Journal of Northeast Texas Archaeology




"I had a farm in Africa," the opening line of the movie Out of Africa, always reminds me of my little farm in East Texas and what it has meant to me during the 25 years we have been associated. Owning land, particularly when you are relying on it to provide your livelihood, can be a very gratifying (and humbling) experience. Since the land and I are now enjoying a well-deserved rest, I have had time to reflect on our relationship and to wonder how people before me related to the land, especially on these upland settings. Why people choose to settle on any given landscape can be the result of a multitude of factors, environmental as well as social, political, or ideological. I know from scattered remains of tenant houses that my farm was cultivated before me at least back to the mid -19th century. While I have not conducted any formal archaeological survey of my 300 acres in Smith County, I have been observant as I have wandered around on my place. From time to time, as the surface has been exposed from farming or timber operations, I have noted artifacts indicating the presence of past occupations. I am sure as time goes on I will find other sites on my farm.
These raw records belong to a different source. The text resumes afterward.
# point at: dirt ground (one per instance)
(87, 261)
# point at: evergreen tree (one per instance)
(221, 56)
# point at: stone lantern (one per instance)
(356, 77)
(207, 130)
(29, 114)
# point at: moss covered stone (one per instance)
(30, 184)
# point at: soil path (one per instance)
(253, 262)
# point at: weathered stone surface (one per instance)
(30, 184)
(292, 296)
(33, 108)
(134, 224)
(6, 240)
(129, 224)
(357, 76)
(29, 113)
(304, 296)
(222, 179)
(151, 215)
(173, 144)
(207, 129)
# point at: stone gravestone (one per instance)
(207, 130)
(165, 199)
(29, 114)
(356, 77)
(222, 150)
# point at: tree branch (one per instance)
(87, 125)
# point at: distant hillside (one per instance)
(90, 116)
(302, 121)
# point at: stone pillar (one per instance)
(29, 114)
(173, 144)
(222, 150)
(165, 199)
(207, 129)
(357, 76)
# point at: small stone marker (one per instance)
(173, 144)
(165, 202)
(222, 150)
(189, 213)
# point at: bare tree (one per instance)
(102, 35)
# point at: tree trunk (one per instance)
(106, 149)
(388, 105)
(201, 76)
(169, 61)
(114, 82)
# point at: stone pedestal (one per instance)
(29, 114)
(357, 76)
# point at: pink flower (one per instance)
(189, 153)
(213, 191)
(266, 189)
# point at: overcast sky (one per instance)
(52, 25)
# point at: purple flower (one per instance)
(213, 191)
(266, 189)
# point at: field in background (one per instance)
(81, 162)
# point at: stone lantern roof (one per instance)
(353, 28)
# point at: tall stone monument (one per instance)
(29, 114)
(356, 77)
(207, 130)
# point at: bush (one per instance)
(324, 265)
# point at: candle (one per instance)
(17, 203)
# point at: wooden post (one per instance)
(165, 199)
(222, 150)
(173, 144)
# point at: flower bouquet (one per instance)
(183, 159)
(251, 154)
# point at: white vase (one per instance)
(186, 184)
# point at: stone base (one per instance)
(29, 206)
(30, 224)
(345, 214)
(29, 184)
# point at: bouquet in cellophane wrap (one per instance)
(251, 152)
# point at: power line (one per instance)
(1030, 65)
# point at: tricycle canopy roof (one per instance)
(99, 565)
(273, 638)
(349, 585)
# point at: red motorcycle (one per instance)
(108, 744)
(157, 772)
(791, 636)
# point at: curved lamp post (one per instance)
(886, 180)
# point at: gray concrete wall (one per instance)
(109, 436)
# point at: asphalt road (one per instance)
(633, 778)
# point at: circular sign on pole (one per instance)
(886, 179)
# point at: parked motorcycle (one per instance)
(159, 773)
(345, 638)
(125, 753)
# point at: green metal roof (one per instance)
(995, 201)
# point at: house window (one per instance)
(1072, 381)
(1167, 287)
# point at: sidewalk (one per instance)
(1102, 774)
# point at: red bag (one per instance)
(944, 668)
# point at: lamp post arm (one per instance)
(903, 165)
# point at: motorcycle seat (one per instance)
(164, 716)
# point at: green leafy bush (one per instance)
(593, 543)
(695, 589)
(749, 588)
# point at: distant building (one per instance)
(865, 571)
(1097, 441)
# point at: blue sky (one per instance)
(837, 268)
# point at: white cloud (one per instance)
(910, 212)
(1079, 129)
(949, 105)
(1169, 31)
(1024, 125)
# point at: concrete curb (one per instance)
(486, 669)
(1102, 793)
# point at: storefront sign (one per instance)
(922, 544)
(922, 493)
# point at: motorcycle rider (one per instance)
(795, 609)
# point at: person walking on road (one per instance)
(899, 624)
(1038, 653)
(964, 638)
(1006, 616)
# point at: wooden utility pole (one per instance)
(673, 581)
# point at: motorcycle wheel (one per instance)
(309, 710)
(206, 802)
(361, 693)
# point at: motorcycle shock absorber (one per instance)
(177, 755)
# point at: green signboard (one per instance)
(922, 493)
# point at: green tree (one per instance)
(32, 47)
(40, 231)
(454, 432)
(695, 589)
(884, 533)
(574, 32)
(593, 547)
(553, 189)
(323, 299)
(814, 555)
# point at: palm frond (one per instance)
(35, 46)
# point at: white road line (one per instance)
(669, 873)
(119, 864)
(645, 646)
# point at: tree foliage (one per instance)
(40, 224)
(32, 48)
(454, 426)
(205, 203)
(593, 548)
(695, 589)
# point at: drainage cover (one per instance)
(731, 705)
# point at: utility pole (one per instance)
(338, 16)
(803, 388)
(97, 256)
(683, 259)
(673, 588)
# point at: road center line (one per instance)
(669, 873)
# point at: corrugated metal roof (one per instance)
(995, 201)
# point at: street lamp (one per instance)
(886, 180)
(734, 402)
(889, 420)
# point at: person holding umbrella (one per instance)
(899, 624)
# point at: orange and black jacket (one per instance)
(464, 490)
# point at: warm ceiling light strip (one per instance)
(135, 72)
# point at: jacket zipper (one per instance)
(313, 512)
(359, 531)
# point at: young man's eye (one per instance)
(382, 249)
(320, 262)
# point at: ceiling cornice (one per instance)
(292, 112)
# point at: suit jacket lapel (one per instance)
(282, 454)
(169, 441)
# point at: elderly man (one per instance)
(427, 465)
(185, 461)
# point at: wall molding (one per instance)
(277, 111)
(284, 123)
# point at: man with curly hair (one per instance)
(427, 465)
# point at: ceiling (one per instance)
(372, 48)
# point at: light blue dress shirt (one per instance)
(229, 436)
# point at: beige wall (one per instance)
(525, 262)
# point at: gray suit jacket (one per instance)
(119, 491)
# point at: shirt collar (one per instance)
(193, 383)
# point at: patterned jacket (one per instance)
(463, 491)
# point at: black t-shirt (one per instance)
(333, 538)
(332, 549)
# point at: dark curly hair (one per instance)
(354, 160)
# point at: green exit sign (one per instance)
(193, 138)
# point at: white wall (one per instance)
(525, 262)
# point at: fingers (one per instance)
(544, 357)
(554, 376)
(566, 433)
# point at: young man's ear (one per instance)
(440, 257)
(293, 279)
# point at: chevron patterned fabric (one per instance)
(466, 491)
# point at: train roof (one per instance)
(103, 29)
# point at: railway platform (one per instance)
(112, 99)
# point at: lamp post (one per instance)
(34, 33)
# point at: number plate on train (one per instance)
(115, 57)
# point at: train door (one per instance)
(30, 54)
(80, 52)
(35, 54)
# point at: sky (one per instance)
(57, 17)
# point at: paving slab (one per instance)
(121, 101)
As far as the archaeology on the Walters Farm, I would like to draw attention to what I believe was a substantial prehistoric occupation by peoples with a distinctive culture with a preference for upland settings on the landscape as well as a material culture represented by Williams, Palmillas, and Rice Lobed-like points, made from exotic cherts, and ground stone tools. To distinguish this unique archaeological assemblage I am calling this prehistoric occupation at sites the Browning phase. Browning phase sites are Archaic sites that occur on upland settings usually long distances from water and have a tool kit of large well-made square, expanding, and incurving (or bifurcated) base dart points including numerous examples of Williams, Palmillas, and Rice Lobed-like points. They are made predominately of exotic chert materials. Ground stone tools are found on Browning phase sites. The number of points at some of these locations certainly indicate a major occupation or a series of seasonal occupations.